I’m short and wide so I have to go to the specialty shops. I’m not going to name the one I went to, because they are just trying to do their job…but you may also know it as the fat lady’s store.

So I go inside and bright young lady asks me if she can help me.

“Yes, I’m looking for pants with an elastic waistband.” (Notice I didn’t say, “Britches.”)

“We don’t have any pants with elastic waist bands. We only have regular pants. All of our pants have zip closures and belt loops.”

Now, I’m thinking…If you can’t find pants with an elastic waistband in the fat lady’s store…where in the hell are you going to find them?

So I told her I would just look around.

A few minutes later, I came across an entire section of pants with elastic waistbands. I called her attention to them.

“Oh!” she says. “Those aren’t pants.  That’s our active wear.”

“Well, aren’t they pants with elastic waistbands?”

“No, not at all,” she says, “it’s all active wear.”

Yes, she was blond…just like me, but I don’t think that was the whole problem.
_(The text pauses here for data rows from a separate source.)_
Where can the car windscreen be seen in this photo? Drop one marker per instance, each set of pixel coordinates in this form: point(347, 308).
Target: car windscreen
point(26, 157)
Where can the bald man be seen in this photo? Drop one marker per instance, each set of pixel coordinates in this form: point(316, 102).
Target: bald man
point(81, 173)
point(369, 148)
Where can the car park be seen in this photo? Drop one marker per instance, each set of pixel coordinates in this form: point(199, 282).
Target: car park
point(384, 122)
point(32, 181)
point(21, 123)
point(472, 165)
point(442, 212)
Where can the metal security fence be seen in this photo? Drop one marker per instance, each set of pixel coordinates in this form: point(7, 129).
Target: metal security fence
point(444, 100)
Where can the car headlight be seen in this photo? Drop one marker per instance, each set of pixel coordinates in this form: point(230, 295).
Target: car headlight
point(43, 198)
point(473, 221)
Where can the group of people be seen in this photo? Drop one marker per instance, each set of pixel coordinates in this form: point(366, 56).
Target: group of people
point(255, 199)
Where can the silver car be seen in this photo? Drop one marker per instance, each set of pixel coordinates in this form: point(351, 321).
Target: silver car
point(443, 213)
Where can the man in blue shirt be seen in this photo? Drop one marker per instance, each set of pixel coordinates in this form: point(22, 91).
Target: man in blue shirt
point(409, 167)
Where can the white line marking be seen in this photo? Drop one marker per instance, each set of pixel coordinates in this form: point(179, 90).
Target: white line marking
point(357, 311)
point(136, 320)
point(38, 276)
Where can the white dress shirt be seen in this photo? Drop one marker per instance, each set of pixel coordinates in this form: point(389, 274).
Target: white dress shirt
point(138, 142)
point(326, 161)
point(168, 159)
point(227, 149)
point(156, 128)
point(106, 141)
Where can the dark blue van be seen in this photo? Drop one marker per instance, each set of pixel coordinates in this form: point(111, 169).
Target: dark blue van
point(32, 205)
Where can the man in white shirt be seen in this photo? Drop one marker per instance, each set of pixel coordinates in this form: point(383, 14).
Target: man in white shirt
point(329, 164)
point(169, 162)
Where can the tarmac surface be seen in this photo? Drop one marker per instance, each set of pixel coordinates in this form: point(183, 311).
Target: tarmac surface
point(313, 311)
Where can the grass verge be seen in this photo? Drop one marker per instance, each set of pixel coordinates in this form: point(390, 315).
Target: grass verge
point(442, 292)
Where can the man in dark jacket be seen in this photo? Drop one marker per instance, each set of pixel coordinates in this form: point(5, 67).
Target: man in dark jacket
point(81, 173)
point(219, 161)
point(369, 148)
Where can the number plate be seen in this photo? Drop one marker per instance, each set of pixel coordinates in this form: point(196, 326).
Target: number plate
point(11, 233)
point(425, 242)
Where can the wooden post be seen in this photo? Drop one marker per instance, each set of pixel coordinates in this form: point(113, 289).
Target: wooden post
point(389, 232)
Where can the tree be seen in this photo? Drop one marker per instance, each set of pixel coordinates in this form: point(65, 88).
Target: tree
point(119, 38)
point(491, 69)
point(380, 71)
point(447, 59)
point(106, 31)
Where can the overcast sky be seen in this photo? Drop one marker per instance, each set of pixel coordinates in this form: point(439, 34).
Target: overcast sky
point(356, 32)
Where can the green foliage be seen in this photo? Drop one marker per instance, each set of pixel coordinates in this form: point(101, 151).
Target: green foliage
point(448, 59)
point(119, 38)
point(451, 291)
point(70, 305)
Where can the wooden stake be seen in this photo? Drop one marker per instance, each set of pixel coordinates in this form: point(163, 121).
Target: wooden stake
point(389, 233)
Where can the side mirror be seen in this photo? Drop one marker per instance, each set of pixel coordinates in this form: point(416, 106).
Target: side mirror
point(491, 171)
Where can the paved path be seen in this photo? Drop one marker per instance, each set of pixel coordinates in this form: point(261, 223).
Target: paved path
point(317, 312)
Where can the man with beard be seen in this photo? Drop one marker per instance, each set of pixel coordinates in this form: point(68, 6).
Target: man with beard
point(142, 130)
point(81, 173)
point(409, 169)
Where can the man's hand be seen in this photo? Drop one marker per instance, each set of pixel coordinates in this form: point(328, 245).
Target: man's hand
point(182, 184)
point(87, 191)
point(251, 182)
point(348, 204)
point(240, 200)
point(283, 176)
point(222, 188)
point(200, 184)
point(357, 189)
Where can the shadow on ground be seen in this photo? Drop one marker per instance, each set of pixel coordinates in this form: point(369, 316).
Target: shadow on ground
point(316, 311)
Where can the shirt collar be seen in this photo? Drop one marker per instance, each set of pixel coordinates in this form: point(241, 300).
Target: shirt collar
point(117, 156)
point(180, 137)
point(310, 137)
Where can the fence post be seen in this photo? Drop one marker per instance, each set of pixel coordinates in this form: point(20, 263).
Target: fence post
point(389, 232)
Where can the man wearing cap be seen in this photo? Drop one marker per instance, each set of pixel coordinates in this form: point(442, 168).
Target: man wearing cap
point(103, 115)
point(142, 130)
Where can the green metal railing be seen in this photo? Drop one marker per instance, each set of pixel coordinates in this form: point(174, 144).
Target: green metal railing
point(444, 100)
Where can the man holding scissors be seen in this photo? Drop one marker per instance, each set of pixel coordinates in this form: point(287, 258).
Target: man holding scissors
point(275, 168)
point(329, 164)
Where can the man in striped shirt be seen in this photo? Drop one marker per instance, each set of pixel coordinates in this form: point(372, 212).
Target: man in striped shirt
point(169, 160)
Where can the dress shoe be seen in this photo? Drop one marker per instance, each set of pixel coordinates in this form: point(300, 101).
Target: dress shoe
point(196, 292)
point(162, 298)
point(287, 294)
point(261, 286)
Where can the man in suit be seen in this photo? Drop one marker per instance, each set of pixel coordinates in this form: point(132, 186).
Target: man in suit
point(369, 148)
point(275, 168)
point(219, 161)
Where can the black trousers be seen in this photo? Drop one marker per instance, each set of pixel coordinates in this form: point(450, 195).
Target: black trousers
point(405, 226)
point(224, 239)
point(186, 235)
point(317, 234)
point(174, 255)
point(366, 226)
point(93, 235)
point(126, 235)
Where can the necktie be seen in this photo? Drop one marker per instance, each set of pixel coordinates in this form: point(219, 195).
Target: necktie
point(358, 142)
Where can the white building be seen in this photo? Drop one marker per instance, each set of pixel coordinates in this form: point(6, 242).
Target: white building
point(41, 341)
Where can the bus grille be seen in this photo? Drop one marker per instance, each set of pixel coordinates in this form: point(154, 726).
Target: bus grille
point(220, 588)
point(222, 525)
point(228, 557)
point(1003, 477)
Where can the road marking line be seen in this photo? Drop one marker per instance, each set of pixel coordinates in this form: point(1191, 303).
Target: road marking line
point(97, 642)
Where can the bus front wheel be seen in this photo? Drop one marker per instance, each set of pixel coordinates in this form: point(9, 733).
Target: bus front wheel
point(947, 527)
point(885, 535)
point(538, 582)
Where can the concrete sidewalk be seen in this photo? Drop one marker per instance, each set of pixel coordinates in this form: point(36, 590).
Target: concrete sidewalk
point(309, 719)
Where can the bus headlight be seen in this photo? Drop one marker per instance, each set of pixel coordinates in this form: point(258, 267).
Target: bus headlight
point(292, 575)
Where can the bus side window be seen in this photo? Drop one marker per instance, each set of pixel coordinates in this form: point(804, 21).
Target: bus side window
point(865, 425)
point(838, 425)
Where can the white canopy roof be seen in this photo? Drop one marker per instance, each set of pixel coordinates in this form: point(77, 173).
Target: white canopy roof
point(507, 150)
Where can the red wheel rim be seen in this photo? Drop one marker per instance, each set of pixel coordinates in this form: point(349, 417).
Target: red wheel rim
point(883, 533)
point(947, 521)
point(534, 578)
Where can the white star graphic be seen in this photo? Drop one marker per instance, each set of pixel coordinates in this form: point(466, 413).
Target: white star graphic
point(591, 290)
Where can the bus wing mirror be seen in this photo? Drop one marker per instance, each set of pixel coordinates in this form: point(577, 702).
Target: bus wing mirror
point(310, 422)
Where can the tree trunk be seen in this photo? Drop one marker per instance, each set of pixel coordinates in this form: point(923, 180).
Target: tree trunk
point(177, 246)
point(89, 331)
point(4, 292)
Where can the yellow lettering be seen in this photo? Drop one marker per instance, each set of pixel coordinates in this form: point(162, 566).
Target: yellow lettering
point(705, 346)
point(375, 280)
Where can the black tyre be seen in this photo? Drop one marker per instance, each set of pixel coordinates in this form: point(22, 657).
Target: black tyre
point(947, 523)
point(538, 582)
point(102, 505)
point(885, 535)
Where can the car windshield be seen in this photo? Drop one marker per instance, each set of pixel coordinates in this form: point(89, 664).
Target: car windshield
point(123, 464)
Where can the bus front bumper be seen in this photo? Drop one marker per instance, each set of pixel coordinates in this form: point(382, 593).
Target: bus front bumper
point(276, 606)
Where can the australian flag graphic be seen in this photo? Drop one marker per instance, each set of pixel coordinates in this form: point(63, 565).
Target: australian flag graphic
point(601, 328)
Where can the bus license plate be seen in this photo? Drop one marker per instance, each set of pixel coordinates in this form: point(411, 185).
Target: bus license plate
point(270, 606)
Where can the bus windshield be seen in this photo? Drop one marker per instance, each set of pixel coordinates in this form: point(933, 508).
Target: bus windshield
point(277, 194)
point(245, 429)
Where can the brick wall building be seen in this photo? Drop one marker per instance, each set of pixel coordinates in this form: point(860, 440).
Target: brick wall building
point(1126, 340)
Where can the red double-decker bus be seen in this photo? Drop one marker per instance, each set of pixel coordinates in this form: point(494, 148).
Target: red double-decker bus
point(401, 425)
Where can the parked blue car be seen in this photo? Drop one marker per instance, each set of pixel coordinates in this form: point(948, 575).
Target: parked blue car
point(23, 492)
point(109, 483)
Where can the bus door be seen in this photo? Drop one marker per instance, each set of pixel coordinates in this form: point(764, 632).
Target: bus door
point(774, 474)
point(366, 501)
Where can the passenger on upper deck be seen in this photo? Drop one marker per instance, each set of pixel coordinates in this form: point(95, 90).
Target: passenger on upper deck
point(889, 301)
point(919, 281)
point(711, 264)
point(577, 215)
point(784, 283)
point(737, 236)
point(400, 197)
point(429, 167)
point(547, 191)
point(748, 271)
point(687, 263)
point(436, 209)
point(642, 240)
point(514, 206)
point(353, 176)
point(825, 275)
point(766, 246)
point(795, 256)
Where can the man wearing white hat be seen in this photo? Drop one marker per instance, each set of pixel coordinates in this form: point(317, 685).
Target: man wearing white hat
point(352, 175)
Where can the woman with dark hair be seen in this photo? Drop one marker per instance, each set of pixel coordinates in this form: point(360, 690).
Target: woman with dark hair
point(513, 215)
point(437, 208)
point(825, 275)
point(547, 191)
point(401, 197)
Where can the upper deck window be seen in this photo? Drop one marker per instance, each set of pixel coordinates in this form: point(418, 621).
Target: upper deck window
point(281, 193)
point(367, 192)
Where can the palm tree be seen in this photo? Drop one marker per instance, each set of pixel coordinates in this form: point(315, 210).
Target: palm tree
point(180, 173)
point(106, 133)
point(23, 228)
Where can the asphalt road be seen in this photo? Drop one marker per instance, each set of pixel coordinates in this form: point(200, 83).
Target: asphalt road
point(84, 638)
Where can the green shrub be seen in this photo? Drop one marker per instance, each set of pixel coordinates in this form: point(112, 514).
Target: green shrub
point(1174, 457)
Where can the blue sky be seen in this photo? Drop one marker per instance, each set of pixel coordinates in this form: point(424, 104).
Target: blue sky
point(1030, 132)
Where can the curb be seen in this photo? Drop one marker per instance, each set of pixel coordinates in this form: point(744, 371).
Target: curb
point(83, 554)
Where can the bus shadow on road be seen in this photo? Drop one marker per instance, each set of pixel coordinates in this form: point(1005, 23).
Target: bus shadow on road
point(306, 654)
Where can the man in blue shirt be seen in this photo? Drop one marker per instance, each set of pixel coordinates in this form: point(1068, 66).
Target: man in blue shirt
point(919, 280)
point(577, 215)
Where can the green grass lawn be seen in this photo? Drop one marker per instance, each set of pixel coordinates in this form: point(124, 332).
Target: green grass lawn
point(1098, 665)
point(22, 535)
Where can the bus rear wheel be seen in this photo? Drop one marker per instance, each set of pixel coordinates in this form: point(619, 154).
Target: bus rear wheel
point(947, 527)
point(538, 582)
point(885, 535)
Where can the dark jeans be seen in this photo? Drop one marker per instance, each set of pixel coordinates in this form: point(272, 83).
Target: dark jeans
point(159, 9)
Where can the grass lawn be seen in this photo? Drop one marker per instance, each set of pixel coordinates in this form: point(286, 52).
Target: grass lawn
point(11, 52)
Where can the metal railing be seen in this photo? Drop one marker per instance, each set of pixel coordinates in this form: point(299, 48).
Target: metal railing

She’s been trained to flatter fat women. “Active Wear” is so much nicer than “Fat Lady Clothes” don’t you think?

It sort of made me feel like I have graduated to the Tupperware of the clothing industry.

Now, I ended up spending nearly three hundred dollars in their store on bras, and active wear, so it didn’t hurt and maybe it helped. Now I can tell people I wear active wear and it will sound like I’m trying to do something about my weight gain.

It did make me think about our southern colloquialisms and how they get started. You can Google southern colloquialisms and get tons of funny words and phrases. These are words and phrases I grew up with. I know proper English, but when I get out among a crowd of other southerners I speak just like they do.

When I write some of my characters in southern lit, I write them with dialect. That can make issues when your beta readers are Yankees, Californians, or Brits. We do have an understanding though…for the most part.

Delilah S. Dawson from Rosswell, Georgia has a great post on how to write a kick ass southern gothic tale here on Chuck Wendig’s site.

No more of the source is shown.